REDMOND, Wash. — Microsoft is preparing to go deeper into “human-to-human-to-AI collaboration,” one of the company’s top AI executives said this week — signaling plans for a broader rollout of features to let people work with each other and AI at the same time.
“So far, AI-based work has been kind of a solo sport, and this fall it will clearly become a team sport, where you’ll be working together with other people and AI,” said Jared Spataro, Microsoft’s chief marketing officer for AI at Work, during a conference Tuesday at the company’s headquarters.
Microsoft introduced Copilot Pages last year as a persistent canvas for “multiplayer AI collaboration” in Microsoft 365. Spataro’s comments indicate that the company is preparing to expand on that vision. He noted that partners such as OpenAI will also play a role.
The company is facing a strong field of competitors, with others such as Google, Slack, Zoom, and AI startups similarly rolling out chatbots and agents for teams to use collaboratively.
Spataro said these kinds of features could create a new degree of viral adoption for Copilot, the company’s AI productivity platform, similar to how Microsoft Teams grew quickly during the pandemic when people began sending each other meeting invites.
His comments were part of a session about trends in AI for business Tuesday at the Microsoft Alumni Network Connect 2025 conference. The discussion with Spataro was led by Bill Kirst, an AI ambassador and change manager for Adobe Technology Services.

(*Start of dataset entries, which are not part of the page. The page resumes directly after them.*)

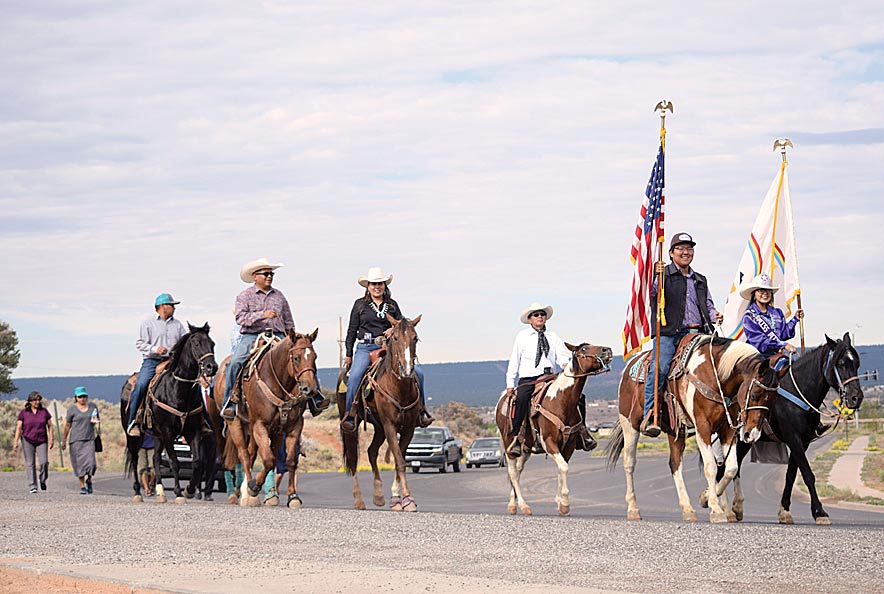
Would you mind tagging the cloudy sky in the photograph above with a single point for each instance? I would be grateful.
(488, 154)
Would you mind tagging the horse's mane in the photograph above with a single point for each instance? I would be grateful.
(178, 349)
(734, 353)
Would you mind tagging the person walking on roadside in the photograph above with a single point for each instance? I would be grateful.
(81, 422)
(156, 337)
(688, 309)
(34, 429)
(259, 308)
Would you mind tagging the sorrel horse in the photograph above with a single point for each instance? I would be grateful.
(795, 415)
(723, 387)
(393, 407)
(557, 420)
(175, 404)
(275, 395)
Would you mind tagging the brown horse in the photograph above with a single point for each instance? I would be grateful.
(557, 420)
(275, 394)
(393, 407)
(725, 387)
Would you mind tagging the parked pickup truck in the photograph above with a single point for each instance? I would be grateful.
(434, 447)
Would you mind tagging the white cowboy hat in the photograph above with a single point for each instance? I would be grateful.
(375, 275)
(535, 307)
(762, 281)
(249, 269)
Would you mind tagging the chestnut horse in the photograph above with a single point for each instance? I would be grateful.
(393, 407)
(275, 395)
(726, 388)
(557, 420)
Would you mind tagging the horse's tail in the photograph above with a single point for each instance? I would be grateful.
(350, 439)
(614, 447)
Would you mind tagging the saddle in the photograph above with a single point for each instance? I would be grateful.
(144, 416)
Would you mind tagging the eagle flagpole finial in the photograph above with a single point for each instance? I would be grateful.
(782, 143)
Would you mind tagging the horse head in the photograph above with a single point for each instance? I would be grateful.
(202, 348)
(589, 359)
(842, 371)
(755, 397)
(402, 345)
(301, 363)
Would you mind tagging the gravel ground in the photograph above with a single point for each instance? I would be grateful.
(202, 548)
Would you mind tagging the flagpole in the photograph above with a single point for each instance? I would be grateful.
(662, 106)
(782, 143)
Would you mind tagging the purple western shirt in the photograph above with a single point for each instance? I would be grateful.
(251, 304)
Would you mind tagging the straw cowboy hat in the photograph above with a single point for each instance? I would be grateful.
(249, 269)
(535, 307)
(375, 275)
(762, 281)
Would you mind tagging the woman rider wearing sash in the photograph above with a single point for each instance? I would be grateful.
(368, 321)
(765, 326)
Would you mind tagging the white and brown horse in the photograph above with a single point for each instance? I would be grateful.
(556, 420)
(721, 387)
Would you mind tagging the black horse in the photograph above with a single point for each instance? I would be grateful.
(176, 405)
(795, 416)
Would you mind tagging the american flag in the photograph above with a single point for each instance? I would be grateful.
(648, 233)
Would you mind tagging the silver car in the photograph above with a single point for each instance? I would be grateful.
(485, 450)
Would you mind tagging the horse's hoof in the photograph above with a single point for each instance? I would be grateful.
(704, 499)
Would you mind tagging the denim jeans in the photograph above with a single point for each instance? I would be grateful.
(148, 370)
(360, 365)
(36, 456)
(238, 359)
(668, 346)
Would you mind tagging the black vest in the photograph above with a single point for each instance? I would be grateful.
(675, 291)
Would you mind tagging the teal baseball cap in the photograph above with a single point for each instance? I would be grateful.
(164, 299)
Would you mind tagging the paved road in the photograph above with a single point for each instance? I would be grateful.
(595, 492)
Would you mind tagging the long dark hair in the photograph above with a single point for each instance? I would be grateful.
(388, 296)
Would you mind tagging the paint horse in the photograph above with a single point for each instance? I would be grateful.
(174, 404)
(716, 386)
(275, 393)
(795, 416)
(554, 419)
(392, 407)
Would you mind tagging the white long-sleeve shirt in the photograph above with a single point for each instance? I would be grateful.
(525, 352)
(156, 332)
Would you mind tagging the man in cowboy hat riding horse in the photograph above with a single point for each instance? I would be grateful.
(537, 352)
(259, 308)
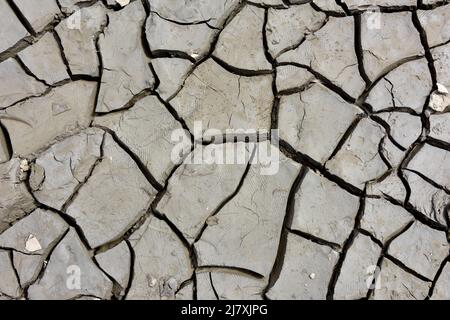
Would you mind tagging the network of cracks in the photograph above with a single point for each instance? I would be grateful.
(93, 205)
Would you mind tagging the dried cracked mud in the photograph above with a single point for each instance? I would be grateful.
(94, 206)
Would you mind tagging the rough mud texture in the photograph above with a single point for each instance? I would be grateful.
(111, 119)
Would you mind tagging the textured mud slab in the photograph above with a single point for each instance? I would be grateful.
(110, 113)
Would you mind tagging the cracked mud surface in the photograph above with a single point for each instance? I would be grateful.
(93, 206)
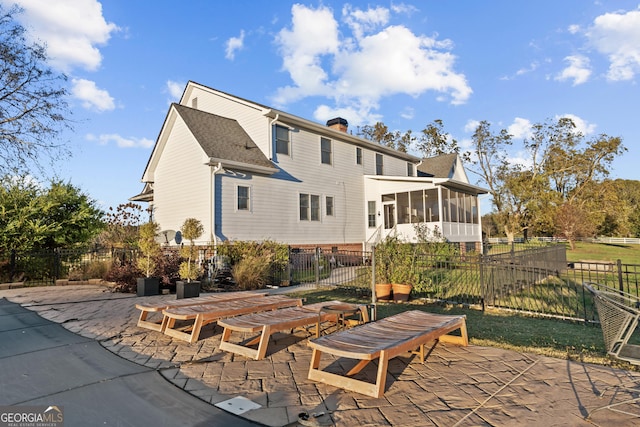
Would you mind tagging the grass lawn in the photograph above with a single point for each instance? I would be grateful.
(604, 252)
(547, 337)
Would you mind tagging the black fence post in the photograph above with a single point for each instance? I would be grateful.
(483, 293)
(12, 269)
(317, 266)
(57, 262)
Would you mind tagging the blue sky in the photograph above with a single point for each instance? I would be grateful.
(512, 63)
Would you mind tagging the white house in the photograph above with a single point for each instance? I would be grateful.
(251, 172)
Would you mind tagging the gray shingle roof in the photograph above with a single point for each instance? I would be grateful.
(222, 138)
(439, 166)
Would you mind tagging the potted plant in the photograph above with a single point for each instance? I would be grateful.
(189, 287)
(395, 269)
(150, 250)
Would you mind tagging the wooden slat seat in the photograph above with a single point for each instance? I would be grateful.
(206, 313)
(383, 340)
(268, 323)
(149, 307)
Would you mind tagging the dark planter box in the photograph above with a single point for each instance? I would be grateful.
(187, 289)
(148, 286)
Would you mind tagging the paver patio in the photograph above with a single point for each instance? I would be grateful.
(457, 386)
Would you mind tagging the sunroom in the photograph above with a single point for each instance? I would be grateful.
(449, 208)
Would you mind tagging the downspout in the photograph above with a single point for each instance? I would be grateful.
(275, 119)
(212, 212)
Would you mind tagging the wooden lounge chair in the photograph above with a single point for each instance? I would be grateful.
(147, 308)
(206, 313)
(383, 340)
(268, 323)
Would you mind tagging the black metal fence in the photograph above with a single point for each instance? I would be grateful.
(44, 268)
(534, 279)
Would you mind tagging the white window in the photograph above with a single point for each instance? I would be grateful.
(243, 198)
(282, 140)
(328, 200)
(379, 164)
(371, 213)
(325, 151)
(309, 207)
(410, 169)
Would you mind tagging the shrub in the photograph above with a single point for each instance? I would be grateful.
(91, 270)
(149, 248)
(191, 229)
(252, 271)
(167, 267)
(276, 253)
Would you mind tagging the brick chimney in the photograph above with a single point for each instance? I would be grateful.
(338, 124)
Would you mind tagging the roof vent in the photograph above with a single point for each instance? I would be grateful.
(338, 124)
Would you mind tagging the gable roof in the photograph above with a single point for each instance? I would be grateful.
(224, 140)
(442, 166)
(288, 119)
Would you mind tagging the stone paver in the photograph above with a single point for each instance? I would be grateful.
(472, 386)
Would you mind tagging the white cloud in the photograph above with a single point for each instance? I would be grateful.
(360, 70)
(91, 96)
(71, 30)
(361, 21)
(234, 44)
(582, 126)
(579, 70)
(314, 33)
(532, 67)
(574, 29)
(520, 128)
(408, 113)
(105, 139)
(617, 35)
(471, 126)
(175, 89)
(402, 8)
(357, 116)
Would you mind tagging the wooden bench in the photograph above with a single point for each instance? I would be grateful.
(204, 314)
(383, 340)
(147, 308)
(268, 323)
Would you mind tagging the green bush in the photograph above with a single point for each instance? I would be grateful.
(277, 254)
(252, 271)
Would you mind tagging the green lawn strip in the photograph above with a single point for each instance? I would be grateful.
(510, 331)
(604, 252)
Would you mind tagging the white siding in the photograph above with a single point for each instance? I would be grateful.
(181, 182)
(250, 116)
(275, 213)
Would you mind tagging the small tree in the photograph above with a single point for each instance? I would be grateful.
(149, 247)
(33, 106)
(191, 229)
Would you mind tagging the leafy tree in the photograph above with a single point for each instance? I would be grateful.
(572, 222)
(74, 215)
(122, 224)
(434, 141)
(33, 109)
(561, 168)
(23, 227)
(33, 218)
(379, 133)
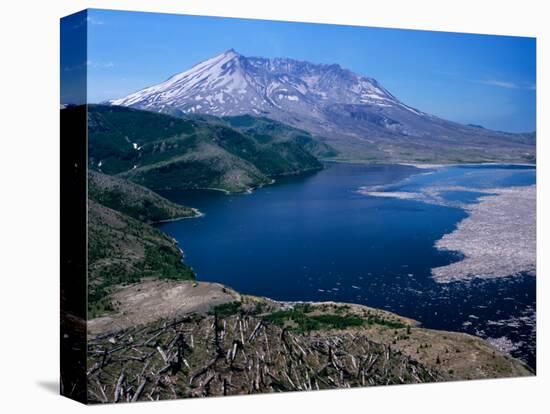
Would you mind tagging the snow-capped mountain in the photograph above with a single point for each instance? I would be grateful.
(231, 84)
(327, 100)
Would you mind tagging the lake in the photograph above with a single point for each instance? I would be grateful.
(315, 237)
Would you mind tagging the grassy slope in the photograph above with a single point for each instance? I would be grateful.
(134, 200)
(124, 250)
(164, 152)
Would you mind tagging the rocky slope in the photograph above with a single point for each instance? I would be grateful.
(255, 345)
(355, 113)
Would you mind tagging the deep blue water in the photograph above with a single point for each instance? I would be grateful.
(315, 238)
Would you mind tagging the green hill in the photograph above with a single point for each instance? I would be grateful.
(162, 152)
(134, 200)
(123, 250)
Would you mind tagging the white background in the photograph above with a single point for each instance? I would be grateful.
(29, 215)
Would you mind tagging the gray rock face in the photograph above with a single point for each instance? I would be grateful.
(353, 112)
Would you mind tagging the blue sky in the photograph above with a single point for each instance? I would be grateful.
(479, 79)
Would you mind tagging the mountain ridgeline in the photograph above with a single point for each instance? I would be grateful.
(163, 152)
(355, 114)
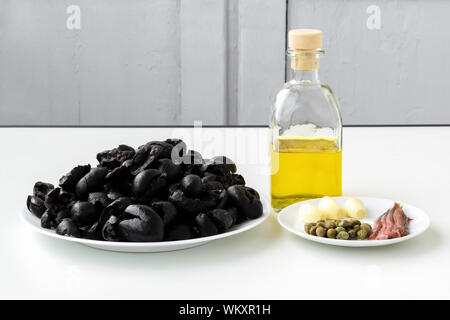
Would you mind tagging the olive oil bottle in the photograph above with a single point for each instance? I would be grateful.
(306, 129)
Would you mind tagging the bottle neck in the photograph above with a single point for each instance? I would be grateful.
(305, 65)
(305, 76)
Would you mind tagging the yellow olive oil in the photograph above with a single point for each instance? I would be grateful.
(304, 168)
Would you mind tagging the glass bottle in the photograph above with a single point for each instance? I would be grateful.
(306, 129)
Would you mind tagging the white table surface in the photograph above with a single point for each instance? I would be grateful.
(410, 164)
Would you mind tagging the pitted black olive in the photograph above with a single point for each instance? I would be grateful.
(219, 165)
(148, 183)
(208, 177)
(149, 154)
(187, 204)
(113, 196)
(48, 220)
(41, 189)
(223, 200)
(84, 213)
(166, 210)
(246, 201)
(191, 159)
(192, 184)
(172, 170)
(115, 157)
(179, 148)
(181, 231)
(213, 185)
(161, 191)
(36, 206)
(141, 223)
(93, 232)
(58, 199)
(61, 215)
(120, 179)
(205, 225)
(99, 200)
(92, 181)
(67, 228)
(69, 181)
(223, 219)
(109, 232)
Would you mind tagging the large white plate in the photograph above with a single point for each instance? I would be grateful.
(35, 223)
(289, 219)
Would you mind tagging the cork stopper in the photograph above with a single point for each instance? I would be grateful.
(305, 39)
(305, 44)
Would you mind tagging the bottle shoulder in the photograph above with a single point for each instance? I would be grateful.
(306, 102)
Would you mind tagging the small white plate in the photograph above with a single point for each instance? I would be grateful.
(289, 219)
(35, 223)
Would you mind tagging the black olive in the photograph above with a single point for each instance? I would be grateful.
(223, 200)
(148, 183)
(41, 189)
(116, 208)
(141, 223)
(58, 199)
(181, 231)
(209, 177)
(205, 226)
(213, 185)
(67, 228)
(113, 196)
(36, 206)
(48, 220)
(219, 165)
(172, 170)
(148, 154)
(179, 148)
(222, 218)
(120, 179)
(91, 232)
(92, 181)
(62, 214)
(99, 200)
(187, 204)
(166, 210)
(69, 181)
(84, 213)
(115, 157)
(246, 201)
(109, 231)
(192, 184)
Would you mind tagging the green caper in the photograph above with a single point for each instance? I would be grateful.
(330, 224)
(331, 233)
(343, 235)
(362, 234)
(321, 232)
(320, 224)
(339, 229)
(345, 224)
(312, 231)
(352, 233)
(308, 226)
(367, 227)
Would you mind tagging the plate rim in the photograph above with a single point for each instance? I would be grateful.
(353, 244)
(26, 215)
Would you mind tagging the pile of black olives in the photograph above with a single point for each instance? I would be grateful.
(159, 192)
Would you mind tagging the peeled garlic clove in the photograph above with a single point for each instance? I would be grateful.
(331, 209)
(309, 213)
(354, 208)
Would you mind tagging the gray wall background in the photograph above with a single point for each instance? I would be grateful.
(170, 62)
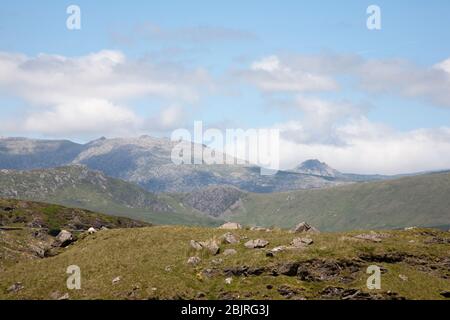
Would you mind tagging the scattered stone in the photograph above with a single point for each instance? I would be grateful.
(196, 245)
(64, 297)
(393, 257)
(369, 237)
(276, 250)
(403, 277)
(231, 226)
(217, 261)
(301, 242)
(116, 280)
(288, 269)
(438, 240)
(256, 244)
(354, 294)
(194, 261)
(64, 238)
(289, 292)
(304, 227)
(229, 238)
(168, 268)
(16, 287)
(229, 252)
(211, 245)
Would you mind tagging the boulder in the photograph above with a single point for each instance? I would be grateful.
(305, 227)
(195, 245)
(256, 244)
(229, 252)
(301, 242)
(229, 238)
(211, 245)
(194, 261)
(64, 238)
(231, 226)
(116, 280)
(16, 287)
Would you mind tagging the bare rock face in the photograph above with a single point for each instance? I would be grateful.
(229, 238)
(256, 244)
(210, 245)
(193, 261)
(229, 252)
(231, 226)
(301, 242)
(304, 227)
(64, 238)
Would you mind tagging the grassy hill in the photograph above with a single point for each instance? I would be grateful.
(151, 263)
(78, 186)
(411, 201)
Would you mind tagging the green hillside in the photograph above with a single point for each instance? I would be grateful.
(411, 201)
(152, 263)
(77, 186)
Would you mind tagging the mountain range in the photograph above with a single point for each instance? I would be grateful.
(146, 161)
(134, 177)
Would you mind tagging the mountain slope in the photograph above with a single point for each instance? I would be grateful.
(151, 263)
(147, 162)
(411, 201)
(80, 187)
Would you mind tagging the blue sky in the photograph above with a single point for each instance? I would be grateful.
(201, 54)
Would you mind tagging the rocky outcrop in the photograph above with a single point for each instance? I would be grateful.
(256, 244)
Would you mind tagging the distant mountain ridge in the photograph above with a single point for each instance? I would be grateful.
(147, 162)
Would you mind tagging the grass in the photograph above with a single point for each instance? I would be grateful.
(411, 201)
(152, 265)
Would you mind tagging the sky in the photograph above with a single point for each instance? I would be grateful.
(364, 101)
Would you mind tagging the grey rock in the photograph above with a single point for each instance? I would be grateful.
(229, 252)
(256, 244)
(231, 226)
(194, 261)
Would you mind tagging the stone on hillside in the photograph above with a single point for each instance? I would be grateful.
(229, 252)
(116, 280)
(231, 226)
(196, 245)
(64, 297)
(374, 237)
(304, 227)
(256, 244)
(229, 238)
(16, 287)
(194, 261)
(211, 246)
(276, 250)
(64, 238)
(301, 242)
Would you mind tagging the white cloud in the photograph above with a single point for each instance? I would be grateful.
(322, 73)
(371, 148)
(270, 74)
(89, 94)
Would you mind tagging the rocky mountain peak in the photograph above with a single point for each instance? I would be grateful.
(316, 167)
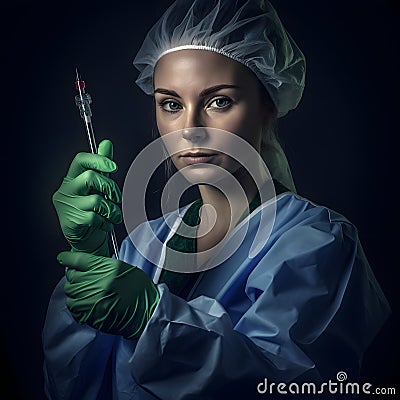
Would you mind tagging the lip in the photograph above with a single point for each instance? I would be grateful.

More takeaways from Spataro’s remarks:
AI is increasingly blurring the lines between different kinds of jobs.
With AI agents lowering what Spataro called “the marginal cost of expertise” to zero, people will increasingly be able to handle tasks across roles that were previously considered specialties.
He pointed to the “full-stack developer” as a model. In the past, building software often required separate specialists for design, front-end, and back-end work.
Spataro noted that LinkedIn, the Microsoft-owned social network, is already seeing this shift, with some designers writing as much code as developers thanks to AI tools.
Up to this point, he observed, the modern economy has put people into narrow roles that limit their broader impact. AI could free individuals to contribute more widely, reversing a trend dating back to the division of labor described by Adam Smith, the 18th-century economist often called the father of modern economics.
“I think that’s pretty darn cool,” Spataro said. “From our perspective, that would be the unleashing of human ingenuity that somewhat has been locked up because the economy has become uber-specialized.”
AI is changing how companies think about career development.
Spataro noted that experienced professionals tend to get more out of tools like Copilot because they can better judge the quality of AI outputs. Recognizing this, he said, some companies are revisiting apprenticeship programs — pairing experienced employees with newer workers to help them build the judgment and skills to work effectively with AI tools.
AI’s value can be hard to quantify at the individual level.
Spataro recalled thinking early on that Microsoft 365 Copilot would be a no-brainer at $30 per user per month, but he later realized that, while people see plenty of “aha” moments, the cost can be much tougher to justify based on personal productivity alone.
“I thought, holy smokes, this thing, who’s not going to want to pay $30 a month for this?” he said. “Boy, did I learn a lesson.”
He said the real ROI emerges at the organizational level, where companies can measure process improvements and cost savings — in some cases reducing operating expenses by hundreds of millions of dollars.
AI is starting to rival professional work quality.
Spataro described how his own team recently turned to Copilot, powered by GPT-5, when they were struggling to frame ideas for a research project with Harvard. Instead of handling routine tasks, the AI acted as a true thought partner — combining concepts, generating polished prose, and helping resolve disagreements over language.
“For the first time, we felt like we could have gone out to an agency and we wouldn’t have gotten better,” he said. “So that was one that was very inspiring to us. It wasn’t that it was replacing us or the writers or some of the research leads on my team, but it was definitely making us better.”
Microsoft sees a new kind of organization emerging in the AI era.
Spataro described these “frontier firms” as human-led, agent-operated — with people setting direction while AI agents carry out much of the work. He outlined three patterns Microsoft is watching closely: humans working with an assistant, humans teaming with agents, and processes where agents manage other agents.
“Humans still play, we think, an incredibly important role, but they do the leading, and then, as much as possible, agents are operating a lot of what happens,” he said.
The pandemic set the stage for today’s AI boom.
Spataro said the sudden shift to remote and hybrid work forced companies to digitize communication and collaboration, creating the data and habits that AI systems now build upon. “We don’t believe that we could have the world of AI that we have today without the pandemic that we had yesterday,” he said.
GeekWire is a media partner of the Microsoft Alumni Network Connect 2025 conference.